# Teaching and learning about indices and their application in society

## Project owner

Western Norway University of Applied Sciences,

## Project period

September 2015 - August 2018

## Project summary

The aim of the project is to study and evaluate teaching related to our own practice in teacher education. We wish to develop teaching on indices and their applications in society and how this can be linked to the students’ curriculum literature.

Indices are a form of mathematical model which is commonly used in society: Body Mass Index (BMI), Gross National Product (GNP), Human Development Index (HDI), Happiness Index, Nature Index etc. Indices have in common that, based on a mathematical model, a single number, the index, is calculated in such a way that it represents several variables. They thereby reduce more complex systems or multifaceted situations to a simplified representation. Indices are broadly applied in society and common in decision making of all sorts.

Mathematical modelling is considered relevant in mathematics education for several reasons. Barbosa (2006) builds on Julie’s (2002) categories of purposes for working with modelling in school: 1) to learn mathematics (modelling as content), 2) to learn modelling (modelling as vehicle) and 3) to support critical reflection (modelling as critique). All three purposes could be served through working with indices in mathematics education. Such work could be about decomposing and critiquing existing indices, with the aim of understanding their construction and discussing their relevance and impact on society. Julie (2002) reports on modelling sessions with mathematics teachers where they constructed a Human Development Index. Although the teachers applied only simple arithmetic, Julie argues that working with models like the HDI is relevant in mathematics class to reflect on the desirable and undesirable effects of applied mathematics in society. From an affective point of view, Kacerja (2013) used the HDI for discussing about community matters with 14-16 years old students and reports that students were interested in using mathematics to learn about the level of development of their community.  Jablonka (2000) argues that mathematical literacy should include understanding the limitations of indices used for economic policy.
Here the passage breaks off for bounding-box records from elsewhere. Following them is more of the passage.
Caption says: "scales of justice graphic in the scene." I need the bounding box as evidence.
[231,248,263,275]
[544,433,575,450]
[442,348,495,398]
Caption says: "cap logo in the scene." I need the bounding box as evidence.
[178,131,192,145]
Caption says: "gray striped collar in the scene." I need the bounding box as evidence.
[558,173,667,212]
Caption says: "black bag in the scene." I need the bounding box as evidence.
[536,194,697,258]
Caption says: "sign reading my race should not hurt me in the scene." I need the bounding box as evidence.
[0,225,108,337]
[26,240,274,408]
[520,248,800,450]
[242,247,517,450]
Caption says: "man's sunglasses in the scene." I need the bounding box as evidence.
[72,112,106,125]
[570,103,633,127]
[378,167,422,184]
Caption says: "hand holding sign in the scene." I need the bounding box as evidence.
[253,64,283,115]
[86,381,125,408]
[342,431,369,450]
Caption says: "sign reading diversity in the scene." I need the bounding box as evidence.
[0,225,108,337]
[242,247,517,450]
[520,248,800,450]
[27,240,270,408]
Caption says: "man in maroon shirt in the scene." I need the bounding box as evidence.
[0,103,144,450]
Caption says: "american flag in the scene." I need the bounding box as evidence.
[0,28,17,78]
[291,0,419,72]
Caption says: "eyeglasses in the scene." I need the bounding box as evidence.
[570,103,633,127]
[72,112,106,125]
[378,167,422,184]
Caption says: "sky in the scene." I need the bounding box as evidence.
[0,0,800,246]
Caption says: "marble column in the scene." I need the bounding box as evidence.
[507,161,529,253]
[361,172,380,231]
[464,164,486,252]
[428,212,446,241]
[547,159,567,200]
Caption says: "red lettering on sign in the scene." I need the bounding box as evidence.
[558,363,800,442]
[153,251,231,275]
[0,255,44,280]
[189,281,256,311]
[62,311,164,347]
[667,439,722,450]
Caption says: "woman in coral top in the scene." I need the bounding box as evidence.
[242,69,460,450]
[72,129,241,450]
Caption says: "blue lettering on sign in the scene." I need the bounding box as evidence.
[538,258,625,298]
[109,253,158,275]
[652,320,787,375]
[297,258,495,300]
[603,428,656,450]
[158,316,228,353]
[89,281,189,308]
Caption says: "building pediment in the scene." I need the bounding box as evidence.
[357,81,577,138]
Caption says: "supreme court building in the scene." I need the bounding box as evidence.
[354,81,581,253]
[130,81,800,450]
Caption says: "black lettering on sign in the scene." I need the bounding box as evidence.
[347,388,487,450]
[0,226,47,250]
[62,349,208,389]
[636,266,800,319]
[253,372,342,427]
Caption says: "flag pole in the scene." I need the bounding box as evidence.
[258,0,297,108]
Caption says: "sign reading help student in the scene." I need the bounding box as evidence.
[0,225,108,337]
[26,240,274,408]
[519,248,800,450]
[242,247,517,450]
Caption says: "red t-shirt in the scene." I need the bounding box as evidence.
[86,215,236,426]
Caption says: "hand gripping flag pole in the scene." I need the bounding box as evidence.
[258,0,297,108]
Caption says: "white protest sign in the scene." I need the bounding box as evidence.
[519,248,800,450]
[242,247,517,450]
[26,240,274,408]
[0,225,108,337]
All these examples fulfil at least Barbosa’s (2006) third category (see above) and are relevant for what Skovsmose (1992) calls the formatting power of mathematics: how mathematics influences the understanding of reality. He argues that the ability to recognize this formatting power, and reflect on it, is an essential democratic competence.

In this project, we will develop teaching and learning situations in two teacher education courses: in a master course in mathematics education and in a mathematics electives course. The aims of the lessons are to learn concepts and ideas within statistics and/or mathematical modelling and to reflect on mathematics in society. We will initiate classroom discussions and give the students assignments as explorative approaches to learn about indices and reflect both on their application in society and how the topic can be used for educational purposes on their later practice. The discussions and the assignments will link the topic of indices with the students’ curriculum literature. The latter will be related to education literature on mathematical modelling, dialogue and learning and critical mathematics education.

Research questions addressed in the project on indices will include:

• What modelling competences do the students express?
• How are critical democratic competences expressed?
• How does dialogue in these classes support learning?
• How do the students link their index related activities to their future practice?
• What did we, the lecturers, learn from developing the lessons on indices?

The project will thus contribute to further development of teaching and learning on index related topics.

## Method

Together the team will develop teaching and learning situations in two teacher education courses: in a master course in mathematics education and in a mathematics electives course. The team meetings, the classroom discussions and student presentations will be audio recorded. Student assignments will be collected. Standard research ethics procedures will be followed. The research design is therefore based on action research.

We will apply the model on developing teaching by Skovsmose and Borba (2000) as the project can be denoted as a teaching experiment. The model consists of three teaching situations: the present, the ideal and the arranged situation. The arranged situation is what we will study, while the ideal situation is what we imagine. These situations will be discussed when we plan the teaching and learning situations.

Further, we will apply Alrø and Skovsmose’s (2002) inquiry co-operation model (the IC-Model). The model denotes a way of communication and its elements: “the IC-Model consists of communicative acts among teacher and students that support learning in a particular way” (Alrø & Skovsmose, 2002 p. 62). The elements are i) getting into contact, ii) locating, iii) identifying, iv) advocating, v) thinking aloud, vi) reformulating, vii) challenging and viii) evaluating.  Getting into contact includes taking responsibility as a listener and to have mutual attention in the classroom dialogues. Locating is about examining student perspectives and different approaches. Identifying is about mathematising an approach. Advocating ideas or points of view and thinking aloud are also part of an inquiry and makes it possible for others to investigate perspectives. Formulations of ideas and views can be reformulated for clarification purposes. Challenging and evaluating perspectives are also central parts of an inquiry.  The model is relevant for both research arenas: the planning meetings and the classroom studies.

Because the project has multiple research questions, several analytical tools will be applied.